Jamie nodded sober approval towards her, winked cheerfully at me, and I wondered if maybe I had misread him after all. But when he did the see-you-later bit, followed by the turning-to-go bit, I still snapped my fingers at him—without fire this time, nothing to light but Jan’s laughter which didn’t need a flame, only the joke of one—and said, “No, you don’t. Come on, hand them over. What if the sun goes in?”
He stood still, sighed loudly, didn’t look back. “It’s all just wool off a sheep’s back with you, isn’t it, Ben? Pull it over someone else’s eyes, then...”
And he lobbed a small rattling thing
high over his shoulder, and I caught it as he trotted off, down and out of sight.
And I grinned at Janice and said, “That boy never forgot a box of matches in his life, love.”
She grunted, glared down through obscuring floorboards to drop a mute malediction on his head, then inhaled deeply, cocked her head to one side and gazed at me, breathing out, letting a slow veil of smoke cloud the little distance between us.
“Why don’t you hate him, Ben?”
One pace of sharp mental retreat, before I caught my balance or anything like it; then, “Oh, I do,” I said lightly.
“Yeah, right. Sure you do. But come on: he steals this girl you adore, he gets her pregnant, she worships the water he walks on—and so do you. How come?”
“Habit, I suppose. He always did get everything I wanted, and you sort of get used to that in the end. It’s not his fault, he’s just glossier, shinier, sexier than I am...”
“Well, his nose is smaller,” she said consideringly, “I’ll give you that. And he dresses better.”
“He can afford to.” Could afford to once, on Uncle James’ money. Could still, I supposed, on the profit from his redundant cars, if Laura would only let him. At the moment he was likely wearing the Armani out, with no promise of anything but Levi to follow.
“So?”
“So what?”
“Money, looks, charisma. You say he got it, you didn’t. He certainly got the girl. Why don’t you hate him?”

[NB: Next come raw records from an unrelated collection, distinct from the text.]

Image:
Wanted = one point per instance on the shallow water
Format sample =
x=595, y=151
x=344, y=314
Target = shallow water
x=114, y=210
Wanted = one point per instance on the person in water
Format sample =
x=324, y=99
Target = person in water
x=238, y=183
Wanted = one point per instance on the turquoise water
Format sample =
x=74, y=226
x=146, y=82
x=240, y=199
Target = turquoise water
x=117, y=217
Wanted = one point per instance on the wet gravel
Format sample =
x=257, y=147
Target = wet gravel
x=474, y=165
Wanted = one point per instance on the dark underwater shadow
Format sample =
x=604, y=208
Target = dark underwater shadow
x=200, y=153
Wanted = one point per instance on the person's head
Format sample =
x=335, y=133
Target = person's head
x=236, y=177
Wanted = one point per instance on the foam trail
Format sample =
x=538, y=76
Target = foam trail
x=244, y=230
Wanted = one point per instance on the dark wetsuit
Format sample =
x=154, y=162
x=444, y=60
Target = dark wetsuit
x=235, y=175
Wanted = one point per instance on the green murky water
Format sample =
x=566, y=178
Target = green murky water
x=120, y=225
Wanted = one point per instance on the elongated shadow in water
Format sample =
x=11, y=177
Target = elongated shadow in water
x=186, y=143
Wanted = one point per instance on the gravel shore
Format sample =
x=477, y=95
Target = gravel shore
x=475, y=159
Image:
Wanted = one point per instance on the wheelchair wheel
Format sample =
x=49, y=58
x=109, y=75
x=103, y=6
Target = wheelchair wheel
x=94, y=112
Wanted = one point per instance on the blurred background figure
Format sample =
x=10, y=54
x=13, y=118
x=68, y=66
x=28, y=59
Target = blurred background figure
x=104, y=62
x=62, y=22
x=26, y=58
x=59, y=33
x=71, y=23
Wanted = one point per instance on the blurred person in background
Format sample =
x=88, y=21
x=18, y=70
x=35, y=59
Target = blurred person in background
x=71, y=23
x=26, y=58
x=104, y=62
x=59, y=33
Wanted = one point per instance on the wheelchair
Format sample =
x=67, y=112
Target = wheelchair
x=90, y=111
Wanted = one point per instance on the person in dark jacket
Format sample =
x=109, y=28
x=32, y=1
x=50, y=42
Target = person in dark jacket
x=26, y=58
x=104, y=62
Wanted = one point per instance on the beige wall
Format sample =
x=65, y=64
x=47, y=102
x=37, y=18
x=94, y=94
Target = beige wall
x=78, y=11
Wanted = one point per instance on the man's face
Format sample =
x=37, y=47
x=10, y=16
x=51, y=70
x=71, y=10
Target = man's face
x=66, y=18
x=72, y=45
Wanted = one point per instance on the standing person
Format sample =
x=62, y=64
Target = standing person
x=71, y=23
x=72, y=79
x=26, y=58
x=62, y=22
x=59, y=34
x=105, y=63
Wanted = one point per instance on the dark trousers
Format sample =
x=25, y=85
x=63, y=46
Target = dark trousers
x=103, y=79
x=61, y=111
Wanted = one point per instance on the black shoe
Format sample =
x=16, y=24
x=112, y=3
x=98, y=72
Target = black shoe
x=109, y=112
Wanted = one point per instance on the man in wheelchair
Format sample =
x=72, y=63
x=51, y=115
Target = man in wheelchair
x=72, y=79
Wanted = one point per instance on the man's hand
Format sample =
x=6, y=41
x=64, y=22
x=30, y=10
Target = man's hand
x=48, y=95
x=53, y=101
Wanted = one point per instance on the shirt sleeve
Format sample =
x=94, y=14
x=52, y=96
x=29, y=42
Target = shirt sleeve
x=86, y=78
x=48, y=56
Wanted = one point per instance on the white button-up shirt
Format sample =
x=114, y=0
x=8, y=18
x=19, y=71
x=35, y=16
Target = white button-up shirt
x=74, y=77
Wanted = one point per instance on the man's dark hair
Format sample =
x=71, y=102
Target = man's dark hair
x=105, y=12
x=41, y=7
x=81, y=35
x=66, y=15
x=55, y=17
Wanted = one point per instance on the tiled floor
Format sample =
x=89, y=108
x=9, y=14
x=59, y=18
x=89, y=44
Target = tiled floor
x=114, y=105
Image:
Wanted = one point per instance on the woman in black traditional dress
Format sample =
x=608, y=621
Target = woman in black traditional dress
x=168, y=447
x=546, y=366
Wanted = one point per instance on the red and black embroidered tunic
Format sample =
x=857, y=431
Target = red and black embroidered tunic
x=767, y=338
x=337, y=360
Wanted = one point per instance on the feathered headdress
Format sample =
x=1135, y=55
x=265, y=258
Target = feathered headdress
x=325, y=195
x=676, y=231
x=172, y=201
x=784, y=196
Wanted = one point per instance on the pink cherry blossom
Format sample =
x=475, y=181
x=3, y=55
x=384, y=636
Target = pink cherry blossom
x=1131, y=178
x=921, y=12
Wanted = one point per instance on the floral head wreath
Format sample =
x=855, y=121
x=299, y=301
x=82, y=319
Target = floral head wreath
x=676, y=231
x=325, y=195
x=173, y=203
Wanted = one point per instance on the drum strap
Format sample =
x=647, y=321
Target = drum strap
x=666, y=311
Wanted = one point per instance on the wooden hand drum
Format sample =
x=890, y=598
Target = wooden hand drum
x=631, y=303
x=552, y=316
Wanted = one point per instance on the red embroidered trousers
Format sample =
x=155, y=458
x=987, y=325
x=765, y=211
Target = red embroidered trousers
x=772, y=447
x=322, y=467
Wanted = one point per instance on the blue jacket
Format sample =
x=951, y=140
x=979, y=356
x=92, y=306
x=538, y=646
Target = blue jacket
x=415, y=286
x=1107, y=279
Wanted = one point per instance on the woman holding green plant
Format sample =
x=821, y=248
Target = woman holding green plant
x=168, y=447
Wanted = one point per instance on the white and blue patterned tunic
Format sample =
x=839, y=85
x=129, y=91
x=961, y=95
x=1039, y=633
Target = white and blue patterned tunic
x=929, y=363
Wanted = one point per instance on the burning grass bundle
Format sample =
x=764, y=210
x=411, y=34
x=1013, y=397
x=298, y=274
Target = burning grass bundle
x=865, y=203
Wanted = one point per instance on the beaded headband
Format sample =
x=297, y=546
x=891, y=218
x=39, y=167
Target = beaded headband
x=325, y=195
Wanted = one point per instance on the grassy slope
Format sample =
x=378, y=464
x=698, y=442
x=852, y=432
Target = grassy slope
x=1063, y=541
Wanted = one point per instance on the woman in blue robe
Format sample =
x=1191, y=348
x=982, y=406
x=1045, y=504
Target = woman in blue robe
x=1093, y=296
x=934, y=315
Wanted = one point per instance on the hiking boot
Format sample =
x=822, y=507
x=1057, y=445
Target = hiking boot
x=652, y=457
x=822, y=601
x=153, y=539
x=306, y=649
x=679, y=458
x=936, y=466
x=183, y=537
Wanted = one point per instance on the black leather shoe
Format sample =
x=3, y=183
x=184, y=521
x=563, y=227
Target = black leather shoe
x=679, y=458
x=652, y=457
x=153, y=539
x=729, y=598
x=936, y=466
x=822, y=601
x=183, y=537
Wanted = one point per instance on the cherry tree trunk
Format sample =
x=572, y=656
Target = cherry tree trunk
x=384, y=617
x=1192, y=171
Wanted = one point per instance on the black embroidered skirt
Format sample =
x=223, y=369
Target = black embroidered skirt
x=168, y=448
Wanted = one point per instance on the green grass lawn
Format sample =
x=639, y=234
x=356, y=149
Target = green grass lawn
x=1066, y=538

“Oh. I did, actually,” often and often, through childhood and teenage and since, with very different degrees of raging passion. “But I can’t keep it up. I love him too, I always have. He’s—he’s Jamie, that’s all. He’s my coz, my bro, my blood brother, my best mate...” And I was inarticulate again, pinned like a pawn, floundering like a flounder on the floor. “Is that what you want to hear? ’Cos I can’t do any better, that’s it. He’s Jamie, I’m Benedict, I don’t hate him except sometimes, when I really really do.”
“No,” she said, stepping closer, “that’s not what I want to hear. Never mind, though. We’ll try it again later.”